Let chicken stand at room temperature 1 hour before cooking.
To cook chicken using a charcoal grill: Open vents on bottom of grill and on lid. Light a large chimney of charcoal briquettes (about 100) and pour them evenly over 1 side of bottom rack (you will have a double or triple layer of charcoal).
When charcoal turns grayish white and you can hold your hand 5 inches above rack for 3 to 4 seconds, sear chicken skin side down in batches on lightly oiled rack over coals until well browned on all sides, about 5 minutes per batch. watch carefully do not let your chicken burn. Move chicken as seared to side of grill with no coals underneath, then cook, covered with lid, until cooked through, 25 to 30 minutes more.
To cook chicken using a gas grill: Preheat burners on high, then adjust heat to moderate. Cook chicken until well browned on all sides, 15 to 20 minutes.
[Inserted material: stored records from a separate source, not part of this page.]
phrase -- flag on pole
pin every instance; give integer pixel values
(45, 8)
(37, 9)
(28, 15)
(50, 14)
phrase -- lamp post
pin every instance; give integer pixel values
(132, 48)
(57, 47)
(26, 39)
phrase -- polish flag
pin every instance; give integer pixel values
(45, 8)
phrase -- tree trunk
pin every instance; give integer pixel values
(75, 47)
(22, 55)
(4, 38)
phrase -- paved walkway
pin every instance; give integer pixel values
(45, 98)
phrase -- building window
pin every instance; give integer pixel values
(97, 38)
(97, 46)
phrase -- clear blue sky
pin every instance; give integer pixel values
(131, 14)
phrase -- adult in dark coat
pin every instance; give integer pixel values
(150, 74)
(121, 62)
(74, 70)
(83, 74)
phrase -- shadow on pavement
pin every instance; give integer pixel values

Adjust heat to low and cook chicken, covered with lid, until cooked through, about 25 minutes more.
Serve chicken with your favorite salsa

Dirty Dick’s Barbecue Spice

  • 6 tablespoons kosher salt
  • 6 tablespoons light brown sugar
  • 2 tablespoons black pepper
  • 1 tablespoon lemon pepper
  • 1½ tablespoons garlic powder
  • 1 tablespoon thyme
  • 4 tablespoons paprika
  • 3 tablespoons chili powder
  • 1 tablespoon cumin
  • 1 tablespoon onion powder
  • 1 teaspoon dry mustard
Mix ingredients together thoroughly and sift through a strainer. Rub into meat let sit at room temperature 1 hour or refrigerate overnight use as needed.

Dirty Dick’s Barbecue Sauce

  • 4 tablespoons butter
  • 1 tablespoon DIRTY DICK'S HOT PEPPER SAUCE
  • 1 medium onion, chopped fine
  • ½ red bell pepper, diced
  • 2 tablespoons minced fresh garlic
  • 3 cups ketchup
  • ½ cup molasses
  • ¼ cup grainy mustard
  • 3 tablespoons balsamic vinegar
  • ½ cup brown sugar
  • 3 tablespoons Worcestershire sauce
  • juice of 1 lemon
  • 2 tablespoons Dirty Dick’s Barbecue spice (see recipe above)
  • salt and pepper to taste
Melt butter in saucepan, and add onion, garlic and peppers. Saute until onions are soft. Addedients and simmer one to two hours. Add salt and pepper to taste.